Extrait du n° 73, juillet 1966

C'est une victoire substantielle qu’a remportée le parti travailliste britannique. Avec une majorité de 97 sièges sur tous les autres partis, la place est nette pour un gouvernement de gauche modérée en Grande-Bretagne jusqu’à la fin de 1970. [...]

Si le veto que la France opposa naguère à la participation britannique est levé, c’est le gouvernement travailliste seul qui, d’ici à 1970, devra décider si le Royaume-Uni doit ou non s’intégrer à la Communauté économique européenne. [...]

Que peut-on attendre, sur ce point, d’un gouvernement travailliste à Londres ? La ligne traditionnelle du Labour n’indique pas clairement la réponse. [...] Les attitudes insulaires demeurent solides au sein du Labour et sont un obstacle à la formation en son sein d’une politique européenne cohérente.

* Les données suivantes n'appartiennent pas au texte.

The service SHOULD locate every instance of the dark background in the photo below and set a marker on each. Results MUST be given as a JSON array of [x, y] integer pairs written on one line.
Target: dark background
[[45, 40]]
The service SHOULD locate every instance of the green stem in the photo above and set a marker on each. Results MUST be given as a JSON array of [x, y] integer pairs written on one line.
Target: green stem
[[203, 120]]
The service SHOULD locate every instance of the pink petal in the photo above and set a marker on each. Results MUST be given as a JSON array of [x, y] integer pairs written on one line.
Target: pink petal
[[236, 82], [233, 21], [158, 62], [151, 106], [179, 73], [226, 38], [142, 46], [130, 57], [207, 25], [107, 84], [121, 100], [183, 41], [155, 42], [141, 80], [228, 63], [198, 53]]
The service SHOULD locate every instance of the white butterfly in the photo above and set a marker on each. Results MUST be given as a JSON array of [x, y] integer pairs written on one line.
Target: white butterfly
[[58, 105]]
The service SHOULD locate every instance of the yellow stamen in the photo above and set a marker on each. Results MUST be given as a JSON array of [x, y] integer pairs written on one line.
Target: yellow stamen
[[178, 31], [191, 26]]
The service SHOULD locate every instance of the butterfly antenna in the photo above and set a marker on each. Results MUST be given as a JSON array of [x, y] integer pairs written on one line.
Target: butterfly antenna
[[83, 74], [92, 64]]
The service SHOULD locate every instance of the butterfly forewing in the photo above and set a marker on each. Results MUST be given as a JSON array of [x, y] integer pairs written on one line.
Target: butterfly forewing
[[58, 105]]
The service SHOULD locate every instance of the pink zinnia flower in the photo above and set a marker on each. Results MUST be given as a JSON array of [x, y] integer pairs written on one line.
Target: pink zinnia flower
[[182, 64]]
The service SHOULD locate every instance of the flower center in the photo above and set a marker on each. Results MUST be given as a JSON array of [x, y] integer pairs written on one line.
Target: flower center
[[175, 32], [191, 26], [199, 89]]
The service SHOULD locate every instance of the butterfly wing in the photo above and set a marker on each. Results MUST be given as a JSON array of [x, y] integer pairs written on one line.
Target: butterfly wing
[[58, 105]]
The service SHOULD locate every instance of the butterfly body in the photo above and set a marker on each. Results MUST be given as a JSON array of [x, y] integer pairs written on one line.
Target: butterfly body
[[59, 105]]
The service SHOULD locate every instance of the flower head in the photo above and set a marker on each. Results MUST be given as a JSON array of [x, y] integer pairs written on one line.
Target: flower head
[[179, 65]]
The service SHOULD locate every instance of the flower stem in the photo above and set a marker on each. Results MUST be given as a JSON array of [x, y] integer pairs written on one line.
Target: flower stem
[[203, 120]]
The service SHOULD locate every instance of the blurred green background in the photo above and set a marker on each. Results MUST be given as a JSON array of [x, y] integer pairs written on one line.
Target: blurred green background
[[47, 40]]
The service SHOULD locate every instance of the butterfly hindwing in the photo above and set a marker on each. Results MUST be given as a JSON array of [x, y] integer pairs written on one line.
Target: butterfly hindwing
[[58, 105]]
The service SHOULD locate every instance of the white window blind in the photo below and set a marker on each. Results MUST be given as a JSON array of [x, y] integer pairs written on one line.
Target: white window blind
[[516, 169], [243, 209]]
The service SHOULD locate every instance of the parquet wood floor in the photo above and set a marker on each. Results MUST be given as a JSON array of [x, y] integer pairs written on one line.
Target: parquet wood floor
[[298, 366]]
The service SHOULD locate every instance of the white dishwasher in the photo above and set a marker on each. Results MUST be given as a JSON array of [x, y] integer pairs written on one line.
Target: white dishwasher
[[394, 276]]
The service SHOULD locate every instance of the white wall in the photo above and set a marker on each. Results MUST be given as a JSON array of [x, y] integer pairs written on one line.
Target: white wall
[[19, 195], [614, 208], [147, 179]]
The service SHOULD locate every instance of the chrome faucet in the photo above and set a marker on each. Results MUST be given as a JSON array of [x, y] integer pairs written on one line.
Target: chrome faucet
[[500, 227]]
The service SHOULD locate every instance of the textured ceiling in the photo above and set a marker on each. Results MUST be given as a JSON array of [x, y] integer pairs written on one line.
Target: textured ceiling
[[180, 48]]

Les militants d’aujourd’hui, qui souvent sont de sincères internationalistes en doctrine et qui d’ordinaire se comportent en citoyens éclairés et généreux devant les problèmes d’outre-mer, et plus généralement face aux revendications des déshérités, sont dans leur ensemble « agnostiques » en politique étrangère, surtout quand on leur demande de faire preuve de solidarité et de compréhension pour les socialistes d’autres pays. « La gauche n’est internationaliste que sur le plan des idées. Elle ne s’intéresse pas aux réalités d’outre-Manche, mais aux doctrines d’outre-Manche », écrivait le Times du 17 juin 1961. C’est en effet la lutte des classes dans le pays – ou, pour le militant de base, le combat pour la justice économique et sociale – qui compte, beaucoup plus que n’importe quel événement ou intérêt mettant en jeu l’étranger. Une passion active pour les affaires étrangères passe, en général, aux yeux de l’électorat travailliste, pour de l’inattention à l’égard des problèmes nationaux importants justice sociale, planification économique, nationalisation des grandes industries, préoccupations caractéristiques de la version britannique de la social-démocratie. Des alliances classiques, comme l’accord franco-britannique de 1947 et le traité de Bruxelles de 1948, furent contractées sans drame de conscience par le gouvernement travailliste de 1945. Il en fut tout autrement avec le projet du Conseil de l’Europe, le gouvernement travailliste d’alors et l’exécutif national du parti désapprouvèrent vigoureusement la Conférence de La Haye et découragèrent les parlementaires d’y assister : quatorze de ceux-ci, désignés pour s’y rendre, y renoncèrent. [...]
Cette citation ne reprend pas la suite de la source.